Die Comicbeiträge der vorliegenden Ausgabe stammen diesmal von Ulrich Scheel (bekannt durch Die sechs Schüsse von Philadelphia), David Füleki (unter anderem Struwwelpeter bei Tokyopop und Entoman im Selbstverlag), Bastian „Lapinot" Baier, Steven Bagatzky (der auch für die Covergestaltung verantwortlich war) und Andrea Williams.

 

Qualität und Ausstattung

Ein Softcover im Format A 5 mit farbigem Einband, welches ansonsten mit seinem Inhalt gänzlich in Schwarz-Weiß gehalten ist, dürfte auf den eiligen Käufer im Vorbeigehen im Regal oder auf der Ladentheke nicht unbedingt Eindruck schinden. Das Layout ist aber ordentlich gelungen, einheitlich in seinem Erscheinungsbild und grobe Schnitzer im Lektorat sind nicht zu erkennen.

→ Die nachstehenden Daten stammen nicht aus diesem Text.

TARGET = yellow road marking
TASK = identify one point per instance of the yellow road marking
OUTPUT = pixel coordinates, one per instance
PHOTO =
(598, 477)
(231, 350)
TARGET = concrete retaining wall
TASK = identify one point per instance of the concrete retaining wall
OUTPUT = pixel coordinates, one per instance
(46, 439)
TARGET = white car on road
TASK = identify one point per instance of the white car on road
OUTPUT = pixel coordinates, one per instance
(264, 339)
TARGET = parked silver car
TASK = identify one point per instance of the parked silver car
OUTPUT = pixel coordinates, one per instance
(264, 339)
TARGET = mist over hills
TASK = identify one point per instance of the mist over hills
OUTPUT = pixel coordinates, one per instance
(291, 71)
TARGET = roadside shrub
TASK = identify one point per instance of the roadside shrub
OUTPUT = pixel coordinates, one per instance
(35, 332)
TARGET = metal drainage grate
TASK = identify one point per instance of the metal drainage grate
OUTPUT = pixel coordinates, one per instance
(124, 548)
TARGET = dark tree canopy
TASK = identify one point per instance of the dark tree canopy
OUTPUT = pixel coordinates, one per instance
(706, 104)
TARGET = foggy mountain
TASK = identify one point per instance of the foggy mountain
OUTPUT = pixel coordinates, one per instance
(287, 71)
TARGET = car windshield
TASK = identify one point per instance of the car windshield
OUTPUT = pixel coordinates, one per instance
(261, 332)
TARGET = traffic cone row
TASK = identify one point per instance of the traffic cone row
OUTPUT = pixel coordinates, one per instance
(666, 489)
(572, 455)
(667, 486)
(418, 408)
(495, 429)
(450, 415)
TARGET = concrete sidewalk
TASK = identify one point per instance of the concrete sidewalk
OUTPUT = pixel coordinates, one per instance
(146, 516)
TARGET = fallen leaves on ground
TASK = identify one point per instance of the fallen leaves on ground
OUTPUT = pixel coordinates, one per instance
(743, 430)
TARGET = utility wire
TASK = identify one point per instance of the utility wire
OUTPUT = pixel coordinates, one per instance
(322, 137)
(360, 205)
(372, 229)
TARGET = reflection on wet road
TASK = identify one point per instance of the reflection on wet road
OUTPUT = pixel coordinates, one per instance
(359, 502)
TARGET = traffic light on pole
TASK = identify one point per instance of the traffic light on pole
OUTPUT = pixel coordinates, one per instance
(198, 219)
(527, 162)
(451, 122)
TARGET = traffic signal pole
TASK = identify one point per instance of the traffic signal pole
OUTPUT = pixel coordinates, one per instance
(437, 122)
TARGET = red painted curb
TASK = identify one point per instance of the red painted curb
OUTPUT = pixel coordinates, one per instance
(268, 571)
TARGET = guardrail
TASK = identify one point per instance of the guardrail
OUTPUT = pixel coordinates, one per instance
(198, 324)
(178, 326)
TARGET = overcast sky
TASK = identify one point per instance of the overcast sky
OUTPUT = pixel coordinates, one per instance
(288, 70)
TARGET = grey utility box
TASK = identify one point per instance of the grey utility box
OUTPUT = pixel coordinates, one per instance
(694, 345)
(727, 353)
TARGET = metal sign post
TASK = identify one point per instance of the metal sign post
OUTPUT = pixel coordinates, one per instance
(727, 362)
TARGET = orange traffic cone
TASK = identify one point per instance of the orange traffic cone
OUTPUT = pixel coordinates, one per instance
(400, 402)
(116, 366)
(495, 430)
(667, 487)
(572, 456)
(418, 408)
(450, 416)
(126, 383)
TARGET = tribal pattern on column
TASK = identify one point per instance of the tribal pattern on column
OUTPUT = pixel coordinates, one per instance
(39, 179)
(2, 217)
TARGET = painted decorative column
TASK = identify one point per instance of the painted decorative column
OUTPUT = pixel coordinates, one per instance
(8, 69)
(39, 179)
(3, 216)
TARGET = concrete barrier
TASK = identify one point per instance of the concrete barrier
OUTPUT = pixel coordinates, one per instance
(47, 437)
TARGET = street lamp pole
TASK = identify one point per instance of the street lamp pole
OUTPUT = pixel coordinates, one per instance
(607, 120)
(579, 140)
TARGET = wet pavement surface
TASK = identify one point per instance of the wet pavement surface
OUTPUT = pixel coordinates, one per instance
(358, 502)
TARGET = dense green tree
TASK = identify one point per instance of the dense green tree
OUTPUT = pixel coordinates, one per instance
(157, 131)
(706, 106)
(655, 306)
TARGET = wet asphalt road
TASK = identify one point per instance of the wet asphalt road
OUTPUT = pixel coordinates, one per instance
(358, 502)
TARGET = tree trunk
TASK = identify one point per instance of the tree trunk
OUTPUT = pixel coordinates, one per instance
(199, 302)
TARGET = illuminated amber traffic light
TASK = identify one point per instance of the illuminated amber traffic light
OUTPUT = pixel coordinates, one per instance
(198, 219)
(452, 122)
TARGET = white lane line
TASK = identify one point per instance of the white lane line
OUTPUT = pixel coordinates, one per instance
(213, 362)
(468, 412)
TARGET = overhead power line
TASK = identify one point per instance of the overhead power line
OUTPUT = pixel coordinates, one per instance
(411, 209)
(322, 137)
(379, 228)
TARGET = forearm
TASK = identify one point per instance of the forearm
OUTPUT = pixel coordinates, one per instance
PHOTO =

In Sachen Ausstattung gibt es (wie bereits erwähnt) einige Erstveröffentlichungen von deutschen Comcizeichnern, die sich alle mehr oder weniger mit dem Thema „Erotik“ auseinandersetzen. Das macht Spaß und zeigt auch einige neue Facetten dieser Zeichner.

 

Fazit:

Jeder Mensch hat zweifelsohne seine eigenen Vorstellungen von Erotik und Pornografie. Das bunte Spektrum der zahlreichen Artikel, Interviews und Hintergrundberichte nimmt sich überaus sachlich und offen dem Thema an und gibt auch dem wissensbegierigen Laien einen durchaus fundierten ersten Einblick (als auch Ausblick). Selbst wenn es sich hier um ein semiprofessionelles Fanzine handelt, welches optisch vielleicht nicht mit teuer produzierten Hochglanzmagazinen mithalten kann, so merkt man dieser Ausgabe doch auf jeden Fall ein hohes Maß an Engagement, Kenntnisreichtum und augenzwinkernden Humor an.

 

Für mich auf jeden Fall eine gelungene weitere Ausgabe, die sowohl durch ihren guten Inhalt als auch durch das absolut faire Preis-Leistungsverhältnis besticht. Wer sich etwas näher mit dem Thema „Erotik im Comic“ beschäftigen möchte, dem sei auf jeden Fall diese Ausgabe empfohlen, in der man sich nicht nur Informationen, sondern auch einige Anregungen holen kann.